Selection of amperage. A number of factors must be considered when determining what current amperage
to use for circular magnetization. Some of the more important of these factors are:
The type of discontinuity being searched for and its expected ease or difficulty of being found.
The part size, shape and cross-sectional area through which the current will flow.
The amount of heating that can be tolerated in the part at the current contact areas.
Direct contact amperage selection. A rule of thumb suggesting 1,000 amperes per inch of part diameter is
useful when the part is reasonably uniform and cylindrical in shape. Except for some special alloys and cast irons, the
use of 1,000 amperes per inch of diameter will usually assure more than enough field strength to detect surface and near
surface discontinuities. In highly permeable material, lower amperage per inch of diameter will produce an adequate
field strength within the part.
Central conductor amperage selection. Amperage requirements using a central conductor will depend
upon the part size and the diameter of the opening through which the conductor is to be located. In the case of a
centrally located conductor, amperage requirements may range from 100 amperes per inch of hole diameter to as much
as 1000 amperes per inch depending upon part material and the nature of the suspected discontinuities. A reasonable
amperage figure to use is 500 amperes per inch of hole, bore or opening diameter. This should be sufficient for the
detection of surface type discontinuities on the inside of such openings. Keeping in mind that the magnetizing field
strength around a central conductor decreases with distance away from the conductor, higher amperages than these are
required to detect discontinuities which lie on the outside of a part. This limits the wall thickness that may be inspected
on the exterior to approximately 1/2 inch. Not only discontinuities which are parallel with the central conductor are
detectable using the central conductor method, but radial discontinuities at the ends of holes and openings can be
detected since some portion of the magnetic lines of force will Intercept these discontinuities.

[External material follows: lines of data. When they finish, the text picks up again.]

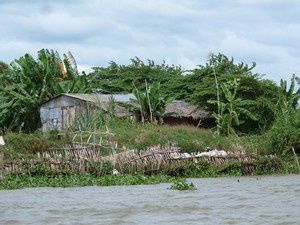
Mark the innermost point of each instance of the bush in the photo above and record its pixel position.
(285, 132)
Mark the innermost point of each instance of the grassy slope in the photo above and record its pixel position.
(138, 136)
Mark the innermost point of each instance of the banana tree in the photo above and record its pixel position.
(232, 108)
(29, 82)
(151, 104)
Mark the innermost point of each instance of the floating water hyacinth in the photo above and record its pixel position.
(182, 186)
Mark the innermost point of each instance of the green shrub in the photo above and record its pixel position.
(182, 186)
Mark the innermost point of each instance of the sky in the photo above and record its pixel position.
(181, 32)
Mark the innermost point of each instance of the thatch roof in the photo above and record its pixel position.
(184, 109)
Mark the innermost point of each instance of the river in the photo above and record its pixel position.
(243, 200)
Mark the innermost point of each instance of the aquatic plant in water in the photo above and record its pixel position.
(182, 186)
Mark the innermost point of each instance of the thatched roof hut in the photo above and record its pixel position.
(181, 112)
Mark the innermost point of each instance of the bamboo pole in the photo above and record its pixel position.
(296, 158)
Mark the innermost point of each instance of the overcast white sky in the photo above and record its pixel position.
(179, 31)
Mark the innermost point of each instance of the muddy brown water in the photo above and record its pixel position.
(252, 200)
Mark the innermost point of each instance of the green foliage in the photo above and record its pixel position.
(151, 104)
(15, 181)
(30, 143)
(183, 186)
(30, 82)
(119, 78)
(285, 131)
(232, 108)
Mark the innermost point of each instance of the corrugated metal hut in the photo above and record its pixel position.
(59, 112)
(181, 112)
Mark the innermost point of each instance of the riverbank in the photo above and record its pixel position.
(21, 150)
(71, 179)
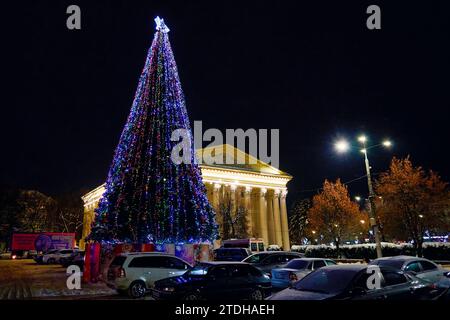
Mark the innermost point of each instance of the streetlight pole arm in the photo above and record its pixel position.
(372, 215)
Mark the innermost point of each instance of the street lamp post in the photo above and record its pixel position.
(343, 146)
(372, 215)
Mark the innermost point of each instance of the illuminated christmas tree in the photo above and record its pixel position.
(148, 197)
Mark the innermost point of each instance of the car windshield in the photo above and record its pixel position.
(326, 281)
(256, 258)
(198, 270)
(397, 264)
(297, 264)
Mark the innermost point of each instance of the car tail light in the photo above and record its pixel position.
(121, 273)
(293, 276)
(433, 286)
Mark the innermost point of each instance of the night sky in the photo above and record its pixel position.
(312, 70)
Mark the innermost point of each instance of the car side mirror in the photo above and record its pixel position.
(358, 291)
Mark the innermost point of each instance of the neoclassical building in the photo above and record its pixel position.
(241, 179)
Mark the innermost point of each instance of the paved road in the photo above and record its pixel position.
(24, 279)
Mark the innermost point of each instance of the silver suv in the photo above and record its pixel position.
(135, 273)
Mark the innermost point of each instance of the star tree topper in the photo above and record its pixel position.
(161, 26)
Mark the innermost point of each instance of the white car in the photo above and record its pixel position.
(54, 256)
(135, 273)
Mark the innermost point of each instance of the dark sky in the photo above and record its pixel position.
(312, 70)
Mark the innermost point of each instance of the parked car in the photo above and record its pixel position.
(215, 280)
(297, 269)
(342, 282)
(231, 254)
(268, 260)
(252, 244)
(54, 256)
(420, 267)
(77, 259)
(135, 273)
(444, 284)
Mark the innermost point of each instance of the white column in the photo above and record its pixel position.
(233, 200)
(215, 202)
(270, 217)
(277, 218)
(263, 216)
(248, 208)
(284, 221)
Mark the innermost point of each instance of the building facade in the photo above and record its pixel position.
(233, 176)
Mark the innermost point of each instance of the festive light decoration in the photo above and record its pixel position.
(147, 197)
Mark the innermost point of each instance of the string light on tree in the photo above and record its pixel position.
(149, 198)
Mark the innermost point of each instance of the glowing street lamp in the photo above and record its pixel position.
(342, 146)
(387, 143)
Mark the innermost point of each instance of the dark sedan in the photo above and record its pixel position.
(268, 260)
(297, 269)
(419, 267)
(356, 282)
(213, 281)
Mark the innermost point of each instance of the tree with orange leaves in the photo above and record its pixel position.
(413, 202)
(333, 215)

4-10. Longitudinal Magnetization. Longitudinal magnetization is used for the detection of circumferential
discontinuities which lie in a direction transverse to, or at approximately right angles to a part axis. Circumferential
discontinuities around a cylinder for example, are detected by magnetizing the cylinder longitudinally in a direction
parallel with its axis. A portion of the longitudinal field will cross the discontinuities creating leakage fields which can
capture and hold magnetic particles to form indicators at the discontinuities
Technique. Longitudinal magnetization is accomplished in a number of ways, magnetization in a coil being
the most widely used method. Parts can be magnetized longitudinally by placing them between the pole pieces of a pair
of electromagnets with the fields of the tow electromagnets being directed in the same direction through the part. Still
another method is the magnetizing of parts between the feet of yoke or prove using either the electromagnetic or
permanent magnet type.
Coil shot. The usual way to longitudinally magnetize a part is to place the part in a rigid coil in a stationary
magnetic particle inspection unit. The part may be laid on the bottom inside of the coil where the field is strongest or the
part may be supported in the coil by the contact heads of the units for long heavy parts permitting rotation of parts for
inspection Coils are usually mounted on rails permitting movement along a long part for multiple inspections (multiple
coil shots). Because the effective field extends only six to nine inches on either side of a coil, multiple inspections are
needed on long parts.
Cable wrap. Cable wrapping a coil around large or heavy parts is a common practice. Flexible, insulated
copper cable Is used. A cable-wrapped coil is connected to a magnetic particle mobile or portable power pack or it can
be connected to the contact heads of a stationary Inspection unit. The type of power source to be used will depend upon
the kind of current and amperages needed to magnetize the part for the particular desired inspection, and then
Amperage. The magnetizing field strength in the center of the magnetizing coil, increases or decreases with
either the coil current or its number of turns. It can also be seen that the field strength will decrease if the coil radius Is
made larger or will increase if the radius is made smaller. The field is theoretically zero in the coil center and increases
to a maximum at the inside edge of the conductor. Thus a part placed against the inside of a coil, for example lying in
the bottom of the coil, will experience a greater magnetizing field strength than when it is centered in the coil.